Bicuspid (two-flaps) Aortic Valve
Bicuspid aortic valve disease is a congenital (from birth) valve disease that affects the aortic valve. Instead of the normal three leaflets or cusps (see below), the bicuspid aortic valve has only two. Without the third leaflet, the valve may be:
- stenotic – stiff valves that can not open or close properly
- leaky – not able close tightly
This is the condition that I have been living with. Interestingly enough, I have known all my life that I have a “Heart Murmur”.
A heart murmur is an extra or unusual sound heard during a heartbeat. Murmurs range from very faint to very loud. They sometimes sound like a whooshing or swishing noise. Normal heartbeats make a “lub-DUPP” or “lub-DUB” sound. This is the sound of the heart valves closing as blood moves through the heart. Doctors can hear these sounds and heart murmurs using a stethoscope.

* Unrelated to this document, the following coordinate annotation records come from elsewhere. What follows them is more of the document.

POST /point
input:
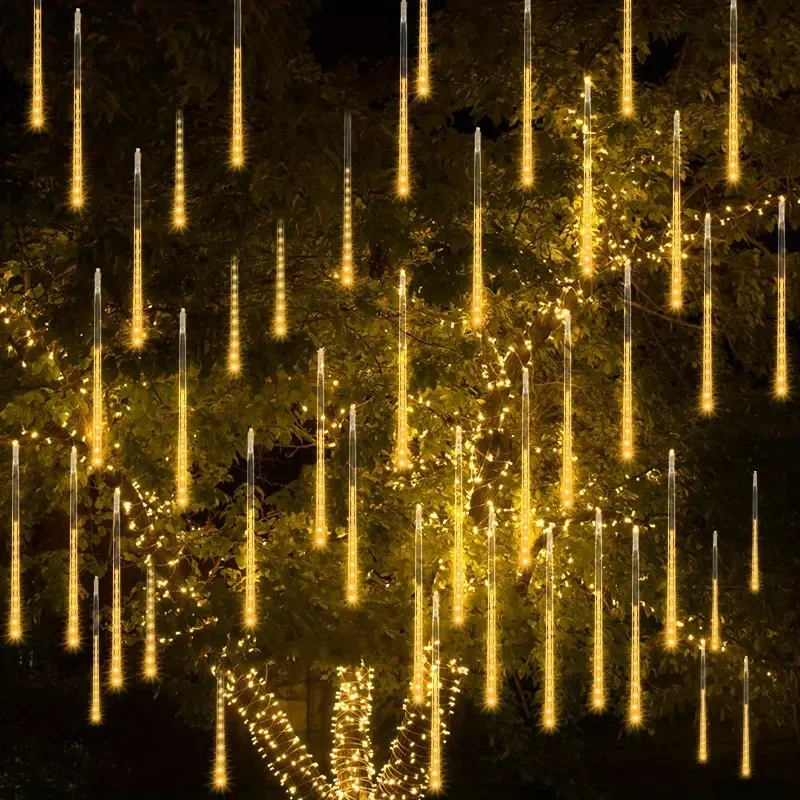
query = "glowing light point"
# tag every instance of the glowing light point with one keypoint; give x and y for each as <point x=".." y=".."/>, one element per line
<point x="320" y="519"/>
<point x="73" y="614"/>
<point x="116" y="597"/>
<point x="702" y="744"/>
<point x="137" y="318"/>
<point x="627" y="378"/>
<point x="251" y="576"/>
<point x="95" y="710"/>
<point x="676" y="283"/>
<point x="527" y="100"/>
<point x="459" y="578"/>
<point x="435" y="773"/>
<point x="402" y="457"/>
<point x="707" y="390"/>
<point x="745" y="769"/>
<point x="37" y="89"/>
<point x="76" y="191"/>
<point x="279" y="326"/>
<point x="15" y="604"/>
<point x="418" y="684"/>
<point x="733" y="98"/>
<point x="491" y="615"/>
<point x="671" y="628"/>
<point x="423" y="66"/>
<point x="477" y="238"/>
<point x="549" y="710"/>
<point x="781" y="377"/>
<point x="352" y="514"/>
<point x="598" y="662"/>
<point x="347" y="210"/>
<point x="97" y="375"/>
<point x="234" y="344"/>
<point x="220" y="776"/>
<point x="179" y="191"/>
<point x="150" y="667"/>
<point x="635" y="697"/>
<point x="237" y="127"/>
<point x="587" y="221"/>
<point x="755" y="578"/>
<point x="566" y="445"/>
<point x="715" y="639"/>
<point x="403" y="180"/>
<point x="182" y="468"/>
<point x="525" y="488"/>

My doctor, Dr. Gerald Jensen, has always listened carefully to my heart, but when I went for my check up, he was noticeably more attentive to the sounds he was hearing in the stethoscope. He listened on my chest, then my back, which was all normal. But when he listened in my neck, wrists, and ankles, I knew that this time was different. He asked if I had experienced any fatigue, shortness of breath, dizziness, numbness in my feet and hands, any chest pains. My answer was yes to all. Oddly enough I had been having all of these symptoms (consistent with heart disease), but NEVER connected the dots in my mind, and concluded “ah-ha”, I have heart disease.
This occurs more frequently in some family members. About 1/4 of patients may have some enlargement of the aorta above the valve. Bicuspid aortic valve disease affects about 2 percent of the population. Eighty-five percent of children with congenital aortic stenosis have a bicuspid aortic valve.
Inside the Heart
The human heart is divided into four chambers. These chambers are separated from each other and the rest of the circulatory system by valves. The valves open and close as the heart beats to allow blood to flow in only one direction. Diseases, age, and birth defects may cause the valves to stop working properly. A defective heart valve does not open or close fully, which can cause serious problems. Some defective heart valves can be treated with surgery or drugs, but others need to be replaced.

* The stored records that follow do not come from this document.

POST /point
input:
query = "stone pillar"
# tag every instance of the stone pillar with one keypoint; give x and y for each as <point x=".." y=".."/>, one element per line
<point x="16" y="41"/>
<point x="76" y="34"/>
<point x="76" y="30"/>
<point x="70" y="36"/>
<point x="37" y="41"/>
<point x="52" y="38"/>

Heart valves can be replaced with mechanical heart valves or tissue heart valves. Mechanical heart valves are made from synthetic materials that can be put into the body. There are several designs of mechanical heart valves that all operate differently. Tissue heart valves are real heart valves taken from another person or even other animals. Tissue heart valves are commonly taken or made from porcine (pigs) and bovine (cows) heart tissues. Mechanical heart valves can be superior to tissue valves because they will not wear out over time.

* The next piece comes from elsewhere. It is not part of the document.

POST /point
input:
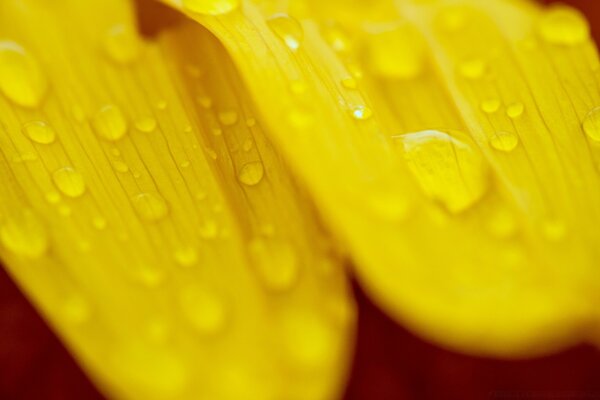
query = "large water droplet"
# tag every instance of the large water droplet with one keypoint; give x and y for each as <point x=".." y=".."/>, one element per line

Dr. Bibler explained to us that a mechanical valve is much longer lasting, (possibly for life) whereas the tissue valves would most likely wear out with age. The tissue valve would probably have to be replaced again within 10-15 years. So in my case, since I am only 50 years old, the best option would be to use a mechanical replacement, and I should be good to the end of my life. The picture above is the exact same device that Dr. Bibler will use for my heart.